— Dawno już bardzo, lat pewno ze czterdzieści temu — zaczął tymczasem Kowalski — dostałem się do stepów orenburskich[1]; młody wtedy byłem i silny; ufałem Bogu, ufałem ludziom i sobie. Słusznie czy nie, dość, że sądziłem, iż nie mam prawa pozostawiać swych sił na łasce losu, lecz winienem sobie wynaleźć pole do działania szersze, niż to, które tam znaleźć się mogło. Tęsknota za krajem popychała także, i po dwuletnim pobycie uciekłem stamtąd...
— Dostałem się za to dalej — do tomskiej gubernii, ale nie upadłem na duchu.
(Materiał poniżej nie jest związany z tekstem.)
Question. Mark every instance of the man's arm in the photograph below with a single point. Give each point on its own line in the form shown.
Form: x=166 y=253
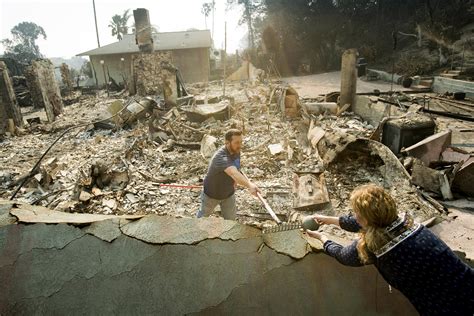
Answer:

Zabrałem się do roboty z energią, chleb i woda były pokarmem moim; uciułałem nareszcie grosza, ile potrzeba było, i znowu wyruszyłem w drogę...
— Za tę powtórną ucieczkę, jako recydywista uparty, odpokutowałem dłużej i dopiero po latach kilku ruszyłem odwrotnie, ale teraz jeszcze dalej.
— Zima była niezwykle surowa, byłem bez grosza, bez odzieży; odmroziłem wtedy nogi i wszystkie palce straciłem. Była to klęska dla mnie, tembardziej, że wypadło mi zamieszkać aż za Jenisiejskiem[2].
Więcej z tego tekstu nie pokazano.